Exame abandou interdisciplinariedade nas questões, segundo especialista.
Provas tinham muito conteúdo e exigiram fórmulas e cálculo.
De acordo com eles, a edição deste ano exigiu conhecimentos específicos dos candidatos em quase todas as áreas avaliadas, aproximando-se do que é pedido nos vestibulares tradicionais pelo país.
As notas de cada candidato serão divulgadas no início de janeiro de 2014.
'Não basta ser inteligente'
"A prova tinha bastante conteúdo. Algumas questões de física exigiam que o aluno soubesse fórmulas. Só foi bem quem estava bem preparado para o vestibular, não bastava ser inteligente, tinha que ter conteúdo", afirma o professor Eduardo Figueiredo, do cursinho Objetivo.
Figueiredo ressaltou ainda o abandono da interdisciplinaridade entre as matérias. "Isso já desapareceu no Enem faz tempo. Na prova de ciências naturais, por exemplo, havia 15 questões de química, 15 de biologia, e 15 de física. Não havia interseção entre elas", afirmou.
O professor Marcello Menezes, do Projeto Educação, também observou uma mudança em relação aos anos anteriores com a prova assumindo um caráter conteudista mais acentuado. "O Enem está mais focado ao conteúdo.
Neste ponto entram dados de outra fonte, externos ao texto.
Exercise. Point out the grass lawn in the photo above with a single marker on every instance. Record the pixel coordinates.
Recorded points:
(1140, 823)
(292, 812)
Começaram com uma linha muito longa de texto nos anos anteriores. Agora, a prova é adequada ao cotidiano. O aluno que se preparou pode fazer uma boa prova."
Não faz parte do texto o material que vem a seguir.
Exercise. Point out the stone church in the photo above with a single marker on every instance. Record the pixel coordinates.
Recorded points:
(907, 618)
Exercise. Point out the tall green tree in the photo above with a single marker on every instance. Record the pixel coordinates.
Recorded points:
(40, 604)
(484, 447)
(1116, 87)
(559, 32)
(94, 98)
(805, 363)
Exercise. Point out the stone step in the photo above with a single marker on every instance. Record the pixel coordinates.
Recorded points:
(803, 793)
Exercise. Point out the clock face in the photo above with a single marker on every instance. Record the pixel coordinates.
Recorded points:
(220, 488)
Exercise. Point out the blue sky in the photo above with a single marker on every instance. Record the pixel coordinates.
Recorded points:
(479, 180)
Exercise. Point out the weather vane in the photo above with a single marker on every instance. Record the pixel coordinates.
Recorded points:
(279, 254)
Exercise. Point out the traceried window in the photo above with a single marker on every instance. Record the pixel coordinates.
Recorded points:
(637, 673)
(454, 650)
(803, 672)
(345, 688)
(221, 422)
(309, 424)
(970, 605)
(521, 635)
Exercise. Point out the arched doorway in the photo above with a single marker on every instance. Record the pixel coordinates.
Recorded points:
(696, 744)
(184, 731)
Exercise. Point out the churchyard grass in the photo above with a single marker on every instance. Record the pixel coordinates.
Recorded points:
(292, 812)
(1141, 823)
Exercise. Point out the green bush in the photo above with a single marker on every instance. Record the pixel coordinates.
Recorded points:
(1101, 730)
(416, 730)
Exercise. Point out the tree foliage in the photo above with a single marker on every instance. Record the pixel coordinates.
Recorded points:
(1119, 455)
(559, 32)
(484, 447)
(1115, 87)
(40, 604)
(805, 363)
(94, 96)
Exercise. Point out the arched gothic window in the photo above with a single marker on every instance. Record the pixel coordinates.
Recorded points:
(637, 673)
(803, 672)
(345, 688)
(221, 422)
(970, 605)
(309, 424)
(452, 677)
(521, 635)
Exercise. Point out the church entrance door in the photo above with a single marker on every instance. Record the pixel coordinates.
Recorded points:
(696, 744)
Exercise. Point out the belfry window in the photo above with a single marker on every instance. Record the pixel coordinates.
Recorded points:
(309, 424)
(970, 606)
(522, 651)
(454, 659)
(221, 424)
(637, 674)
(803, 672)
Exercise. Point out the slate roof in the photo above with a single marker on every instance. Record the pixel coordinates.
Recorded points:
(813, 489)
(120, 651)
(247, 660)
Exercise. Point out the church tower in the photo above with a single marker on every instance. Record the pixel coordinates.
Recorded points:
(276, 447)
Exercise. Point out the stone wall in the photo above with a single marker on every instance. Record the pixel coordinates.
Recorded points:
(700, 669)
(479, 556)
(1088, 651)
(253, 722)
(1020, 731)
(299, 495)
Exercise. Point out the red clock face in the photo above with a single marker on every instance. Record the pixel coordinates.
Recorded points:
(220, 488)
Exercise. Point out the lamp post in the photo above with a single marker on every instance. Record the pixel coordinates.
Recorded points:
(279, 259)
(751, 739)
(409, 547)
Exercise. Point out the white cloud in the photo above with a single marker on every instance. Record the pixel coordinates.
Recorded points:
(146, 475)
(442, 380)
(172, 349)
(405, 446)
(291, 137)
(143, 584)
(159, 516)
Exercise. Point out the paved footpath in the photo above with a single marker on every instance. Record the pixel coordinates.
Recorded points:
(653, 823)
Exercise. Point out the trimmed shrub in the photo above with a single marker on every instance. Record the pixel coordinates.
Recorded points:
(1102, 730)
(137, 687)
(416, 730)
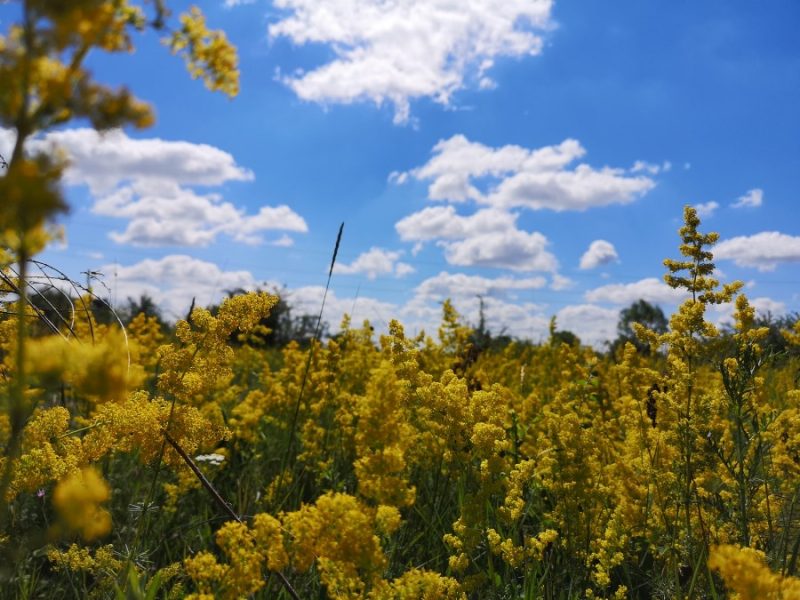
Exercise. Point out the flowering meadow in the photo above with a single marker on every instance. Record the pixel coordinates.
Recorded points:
(139, 461)
(205, 465)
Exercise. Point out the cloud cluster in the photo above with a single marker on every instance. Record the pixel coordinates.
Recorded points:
(152, 183)
(649, 289)
(165, 214)
(706, 209)
(501, 180)
(536, 179)
(375, 262)
(174, 280)
(600, 252)
(396, 52)
(764, 250)
(752, 199)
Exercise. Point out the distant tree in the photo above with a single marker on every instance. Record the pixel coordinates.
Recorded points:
(145, 305)
(775, 345)
(644, 313)
(285, 327)
(562, 337)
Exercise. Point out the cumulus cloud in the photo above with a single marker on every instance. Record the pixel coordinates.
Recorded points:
(103, 161)
(150, 182)
(442, 222)
(706, 209)
(594, 325)
(514, 176)
(514, 249)
(560, 282)
(763, 306)
(641, 166)
(752, 199)
(649, 289)
(395, 52)
(460, 285)
(487, 238)
(375, 262)
(764, 250)
(600, 252)
(174, 280)
(162, 214)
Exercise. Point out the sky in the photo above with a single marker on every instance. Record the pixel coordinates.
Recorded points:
(536, 154)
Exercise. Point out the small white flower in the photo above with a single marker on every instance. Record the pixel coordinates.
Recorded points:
(213, 459)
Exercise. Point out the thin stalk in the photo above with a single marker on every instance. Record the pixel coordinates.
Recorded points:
(293, 426)
(221, 502)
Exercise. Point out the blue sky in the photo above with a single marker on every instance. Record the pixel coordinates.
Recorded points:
(534, 153)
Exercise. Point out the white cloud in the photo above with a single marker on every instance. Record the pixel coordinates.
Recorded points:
(162, 213)
(706, 209)
(560, 282)
(762, 305)
(649, 289)
(514, 249)
(282, 242)
(487, 238)
(396, 52)
(147, 182)
(592, 324)
(518, 177)
(174, 280)
(752, 199)
(764, 250)
(442, 222)
(103, 161)
(460, 285)
(641, 166)
(375, 262)
(600, 252)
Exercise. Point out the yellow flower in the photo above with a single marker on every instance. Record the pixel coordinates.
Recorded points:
(77, 499)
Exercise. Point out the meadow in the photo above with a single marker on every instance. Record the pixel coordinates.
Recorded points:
(202, 462)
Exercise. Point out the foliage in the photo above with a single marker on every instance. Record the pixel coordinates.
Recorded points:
(140, 464)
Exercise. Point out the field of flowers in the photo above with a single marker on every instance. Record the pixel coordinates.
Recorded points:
(196, 461)
(206, 465)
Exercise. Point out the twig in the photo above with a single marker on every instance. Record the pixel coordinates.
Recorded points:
(289, 446)
(220, 500)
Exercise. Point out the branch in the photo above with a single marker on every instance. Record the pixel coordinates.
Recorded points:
(224, 505)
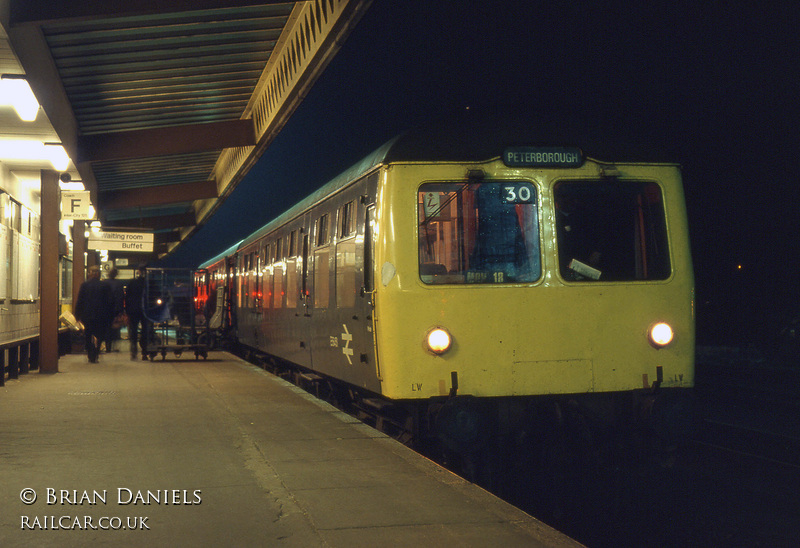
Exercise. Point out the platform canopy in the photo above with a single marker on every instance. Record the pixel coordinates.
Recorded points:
(163, 106)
As alterações tornaram o exame mais semelhante aos demais vestibulares do país, acredita Luís Ricardo Arruda, coordenador geral do Anglo. "O Enem de hoje é um vestibular. O candidato precisa dominar os diferentes assuntos de cada matéria. Se olharmos a prova de matemática, teremos logaritmo, proporção, escala, figuras geométricas", diz.
Para Edmilson Motta, coordenador geral Etapa, os enunciados da prova também mudaram bastante. “Antes, a prova era travada com enunciados maiores e às vezes truncados. Agora, estão mais curtos e exigem mais conhecimento específico, aumentando a complexidade", relembra.
A exceção, segundo Edimilson, foi a prova de linguagens que continuou exigindo uma boa interpretação de texto dos candidatos. “É a matéria que realmente vai avaliar os candidatos na sua capacidade de transitar entre os diversos gêneros e maneiras de avaliar a informação”.
Contemporaneidade
A edição de 2013 foi elogiada pelos professores pela atualidade das questões, com questões críticas sobre a internet e seus usos, além de temas como obesidade, bullying e protestos, este último abordado na questão que trazia um trecho da canção “Até quando?”, de Gabriel o Pensador.
A própria redação trouxe à luz um tema atual: a Lei Seca, diz o professor Luís Ricardo Arruda, do Anglo. “É um tema de interesse de todos, independente da classe social. Um tema de relevância para a sociedade como um todo”, afirma.
Para Eduardo Figueiredo, do cursinho Objetivo, a escolha mostra que o exame está atento ao que acontece no país. “É atual. Acho perfeitamente pertinente procurar contextualizar a prova com as coisas cotidianas, é algo muito positivo”, conclui.